本名=阪本四方太(さかもと・よもた)
明治6年2月4日—大正6年5月10日
享年44歳(文荘院天岳守方居士)
東京都豊島区駒込5丁目5–1 染井霊園1種ロ13号4側
俳人。鳥取県生。東京帝国大学卒。仙台の第二高等学校時代に友人高浜虚子に俳句の指導をうけ、上京後正岡子規に師事。子規の影響下で多くの写生文を残した。子規との共著、写生文集『帆立貝』のほか自伝『夢のごとし』などがある。

黒き蝶は終に鴉に化けぬべく
若き僧の眼の釣りたるが夏痩せす
唇に薬つめたき清水かな
静かなる道一筋や森の雪
松杉の暗きが中や藤の花
前垂れに摘草あまる日暮かな
腹黒き僧正住めり鴉の巣
戀猫の餘所心なる晝もあり
一輪は咲くべき気色冬牡丹
灯の冴ゆる机の上の夜半かな
明治天皇崩御の年の暮れに肋膜炎を患い療養、翌年勤務していた東京帝国大学図書館を休職、父の死、大正3年には療養中の自宅が類焼にあって着のみ着のままで焼け出されるなど四方太の晩年は慌ただしく不幸なものであった。句作からも遠ざかって久しく、代表作といわれる自伝的な写生文『夢のごとし』のほかは目立った作品も見当たらない。歯切れの良い口調で今の俳人は風交上にも私交上にも全く節操がなく、芸人根性に似て、腐った果ての女郎みたいな者だと憤っていたというが、病はとどまることなく著しく進んで大正6年5月10日、遂には帰らぬ人となった。正岡子規の提唱する写生文の実践と発展につとめた44年の生涯であった。

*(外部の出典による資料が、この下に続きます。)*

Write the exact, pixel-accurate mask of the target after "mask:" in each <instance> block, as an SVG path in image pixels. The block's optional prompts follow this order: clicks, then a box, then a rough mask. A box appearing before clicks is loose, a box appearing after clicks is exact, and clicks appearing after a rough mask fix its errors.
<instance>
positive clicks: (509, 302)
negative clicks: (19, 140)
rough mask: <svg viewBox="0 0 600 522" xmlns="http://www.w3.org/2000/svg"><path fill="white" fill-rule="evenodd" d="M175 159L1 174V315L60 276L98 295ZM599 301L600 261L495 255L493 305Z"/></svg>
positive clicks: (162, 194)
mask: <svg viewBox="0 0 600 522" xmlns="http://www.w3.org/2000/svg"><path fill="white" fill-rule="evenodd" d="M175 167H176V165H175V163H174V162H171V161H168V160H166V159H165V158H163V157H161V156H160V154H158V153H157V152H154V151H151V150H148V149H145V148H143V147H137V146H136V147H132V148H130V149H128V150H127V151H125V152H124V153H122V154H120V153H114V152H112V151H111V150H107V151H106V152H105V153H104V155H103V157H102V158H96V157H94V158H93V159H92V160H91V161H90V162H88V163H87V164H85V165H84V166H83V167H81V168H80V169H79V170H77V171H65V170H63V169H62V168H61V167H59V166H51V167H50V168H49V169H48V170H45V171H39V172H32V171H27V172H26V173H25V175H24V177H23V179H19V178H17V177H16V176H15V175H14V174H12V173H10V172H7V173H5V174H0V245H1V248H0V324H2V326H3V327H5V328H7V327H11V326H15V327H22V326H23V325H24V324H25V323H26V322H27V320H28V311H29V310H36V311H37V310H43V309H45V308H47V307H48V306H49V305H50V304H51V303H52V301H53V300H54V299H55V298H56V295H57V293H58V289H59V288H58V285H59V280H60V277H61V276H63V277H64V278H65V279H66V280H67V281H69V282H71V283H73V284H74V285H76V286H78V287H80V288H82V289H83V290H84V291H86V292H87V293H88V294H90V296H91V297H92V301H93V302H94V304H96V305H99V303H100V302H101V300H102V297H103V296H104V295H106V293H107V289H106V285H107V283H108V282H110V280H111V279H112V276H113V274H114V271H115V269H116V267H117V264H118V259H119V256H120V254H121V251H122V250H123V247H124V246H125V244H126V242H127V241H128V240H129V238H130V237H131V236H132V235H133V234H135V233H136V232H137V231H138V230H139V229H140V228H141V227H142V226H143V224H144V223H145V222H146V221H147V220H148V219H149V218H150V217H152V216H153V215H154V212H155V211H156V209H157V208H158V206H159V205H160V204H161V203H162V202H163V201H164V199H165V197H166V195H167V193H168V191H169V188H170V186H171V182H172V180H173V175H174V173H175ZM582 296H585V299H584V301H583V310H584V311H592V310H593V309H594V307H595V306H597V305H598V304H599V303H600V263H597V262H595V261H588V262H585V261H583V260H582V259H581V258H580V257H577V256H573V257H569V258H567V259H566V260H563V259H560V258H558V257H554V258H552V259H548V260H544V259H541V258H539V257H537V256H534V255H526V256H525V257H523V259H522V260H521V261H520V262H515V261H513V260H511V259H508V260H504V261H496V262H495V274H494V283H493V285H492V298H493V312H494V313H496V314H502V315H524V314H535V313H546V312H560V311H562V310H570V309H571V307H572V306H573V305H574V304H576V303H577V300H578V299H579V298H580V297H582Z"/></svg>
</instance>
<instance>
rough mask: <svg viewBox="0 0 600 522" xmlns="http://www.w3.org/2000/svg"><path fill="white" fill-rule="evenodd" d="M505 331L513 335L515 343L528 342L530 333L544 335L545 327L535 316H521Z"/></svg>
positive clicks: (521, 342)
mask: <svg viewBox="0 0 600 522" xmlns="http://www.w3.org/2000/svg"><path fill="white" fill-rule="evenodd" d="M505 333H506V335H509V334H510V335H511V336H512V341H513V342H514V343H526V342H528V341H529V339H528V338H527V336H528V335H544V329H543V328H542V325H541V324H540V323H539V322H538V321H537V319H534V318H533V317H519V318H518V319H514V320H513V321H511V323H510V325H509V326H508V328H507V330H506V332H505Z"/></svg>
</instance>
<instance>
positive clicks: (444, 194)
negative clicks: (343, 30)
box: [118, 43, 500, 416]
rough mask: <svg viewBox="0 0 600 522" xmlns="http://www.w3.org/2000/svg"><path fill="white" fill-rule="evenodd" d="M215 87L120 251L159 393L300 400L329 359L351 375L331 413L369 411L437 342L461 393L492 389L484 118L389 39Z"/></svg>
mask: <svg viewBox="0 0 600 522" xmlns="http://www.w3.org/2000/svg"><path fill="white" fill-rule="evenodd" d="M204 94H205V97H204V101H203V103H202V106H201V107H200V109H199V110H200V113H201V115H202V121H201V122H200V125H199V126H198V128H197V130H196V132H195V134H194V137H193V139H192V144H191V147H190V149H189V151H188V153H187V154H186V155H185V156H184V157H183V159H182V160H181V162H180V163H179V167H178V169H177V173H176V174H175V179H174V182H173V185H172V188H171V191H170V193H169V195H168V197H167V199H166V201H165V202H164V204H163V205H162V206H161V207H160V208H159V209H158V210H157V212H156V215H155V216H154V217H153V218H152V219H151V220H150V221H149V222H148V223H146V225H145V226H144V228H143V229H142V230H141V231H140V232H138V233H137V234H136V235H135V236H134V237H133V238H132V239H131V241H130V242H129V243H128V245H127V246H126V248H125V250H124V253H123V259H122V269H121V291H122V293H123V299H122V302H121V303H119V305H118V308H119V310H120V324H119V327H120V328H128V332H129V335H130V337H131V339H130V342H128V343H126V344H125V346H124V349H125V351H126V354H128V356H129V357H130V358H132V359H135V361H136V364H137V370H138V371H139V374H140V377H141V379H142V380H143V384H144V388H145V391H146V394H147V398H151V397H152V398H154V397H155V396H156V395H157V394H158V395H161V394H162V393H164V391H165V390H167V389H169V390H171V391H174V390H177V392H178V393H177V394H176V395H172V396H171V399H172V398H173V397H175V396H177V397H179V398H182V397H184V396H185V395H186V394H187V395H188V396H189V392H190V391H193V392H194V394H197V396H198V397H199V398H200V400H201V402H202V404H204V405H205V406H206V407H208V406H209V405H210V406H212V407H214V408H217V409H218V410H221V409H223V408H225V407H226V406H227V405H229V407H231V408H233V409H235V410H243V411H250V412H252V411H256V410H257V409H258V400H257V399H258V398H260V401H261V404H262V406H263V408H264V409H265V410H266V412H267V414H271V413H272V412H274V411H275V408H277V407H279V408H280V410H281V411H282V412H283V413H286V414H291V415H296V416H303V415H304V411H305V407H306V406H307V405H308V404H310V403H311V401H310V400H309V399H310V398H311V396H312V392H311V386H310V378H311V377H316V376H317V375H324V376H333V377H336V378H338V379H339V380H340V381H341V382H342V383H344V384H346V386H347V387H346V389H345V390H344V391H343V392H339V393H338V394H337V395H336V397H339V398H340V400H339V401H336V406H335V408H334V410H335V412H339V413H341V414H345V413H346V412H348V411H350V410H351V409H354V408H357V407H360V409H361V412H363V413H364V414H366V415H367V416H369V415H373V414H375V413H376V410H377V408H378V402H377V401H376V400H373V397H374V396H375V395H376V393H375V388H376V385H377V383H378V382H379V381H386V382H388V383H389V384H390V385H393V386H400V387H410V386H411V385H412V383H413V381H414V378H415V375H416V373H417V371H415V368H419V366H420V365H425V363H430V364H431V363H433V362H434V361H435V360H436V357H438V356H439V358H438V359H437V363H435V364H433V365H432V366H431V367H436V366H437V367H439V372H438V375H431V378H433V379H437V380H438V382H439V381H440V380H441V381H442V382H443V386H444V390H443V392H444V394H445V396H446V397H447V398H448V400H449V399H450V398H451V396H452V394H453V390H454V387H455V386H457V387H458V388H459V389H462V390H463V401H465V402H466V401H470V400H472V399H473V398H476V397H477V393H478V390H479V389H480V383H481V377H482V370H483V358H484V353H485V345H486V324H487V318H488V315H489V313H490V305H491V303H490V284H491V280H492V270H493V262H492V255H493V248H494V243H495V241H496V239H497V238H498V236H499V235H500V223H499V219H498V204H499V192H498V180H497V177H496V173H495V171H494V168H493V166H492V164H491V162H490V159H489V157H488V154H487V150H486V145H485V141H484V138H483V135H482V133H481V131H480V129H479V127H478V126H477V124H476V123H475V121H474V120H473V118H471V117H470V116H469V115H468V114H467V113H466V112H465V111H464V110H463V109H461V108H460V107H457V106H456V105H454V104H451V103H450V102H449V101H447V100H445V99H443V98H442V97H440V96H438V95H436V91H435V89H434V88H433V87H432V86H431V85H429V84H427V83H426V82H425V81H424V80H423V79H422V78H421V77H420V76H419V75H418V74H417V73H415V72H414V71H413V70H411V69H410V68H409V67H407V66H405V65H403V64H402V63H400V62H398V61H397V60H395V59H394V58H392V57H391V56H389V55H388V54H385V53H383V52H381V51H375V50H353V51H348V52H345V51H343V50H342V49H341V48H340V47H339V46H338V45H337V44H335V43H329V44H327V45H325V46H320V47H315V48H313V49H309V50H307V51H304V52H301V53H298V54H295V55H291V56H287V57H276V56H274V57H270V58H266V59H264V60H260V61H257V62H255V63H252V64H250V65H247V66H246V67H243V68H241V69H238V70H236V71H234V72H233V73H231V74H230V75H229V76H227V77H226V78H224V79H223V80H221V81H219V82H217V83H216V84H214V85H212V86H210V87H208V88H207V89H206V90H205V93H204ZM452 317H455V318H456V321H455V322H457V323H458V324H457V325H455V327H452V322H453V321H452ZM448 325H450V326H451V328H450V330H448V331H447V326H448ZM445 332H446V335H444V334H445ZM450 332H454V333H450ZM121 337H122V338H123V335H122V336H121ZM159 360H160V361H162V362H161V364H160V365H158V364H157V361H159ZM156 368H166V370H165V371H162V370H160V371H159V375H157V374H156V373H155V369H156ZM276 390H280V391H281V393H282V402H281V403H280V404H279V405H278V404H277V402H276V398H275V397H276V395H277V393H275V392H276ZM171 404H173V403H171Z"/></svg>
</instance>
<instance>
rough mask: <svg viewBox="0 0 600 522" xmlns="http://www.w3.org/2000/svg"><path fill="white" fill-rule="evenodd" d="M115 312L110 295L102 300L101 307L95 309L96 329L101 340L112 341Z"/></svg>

大正6年5月18日、東京・本郷区駒込富士前町(現・文京区本駒込)の江岸寺で行われた葬儀の後、同寺に葬られたとのことであったが、その後にこの霊園に墓所を定めたのだろうか。かつては生け垣に囲まれた墓域の中央に両親の墓、右に四方太と妻静枝、次女トキそれぞれの戒名を刻んだ共墓、左に弟於菟次の墓があったはずなのだが、いま目の前にあるのはそれらは撤去整地され、日照り続きの埃っぽい土庭に寺田寅彦の表現するところの白晳無髥、象牙のような風貌で近寄りがたかったという四方太の眠る「阪本家之墓」が建っている。供花で彩られた真新しい墓碑、裏面に平成六年利夫建之とある。利夫というのはお孫さんであろうか。右側面に両親と四方太夫妻、次女トキ、弟於菟次、長男泉の戒名、没年月日が読み取れる。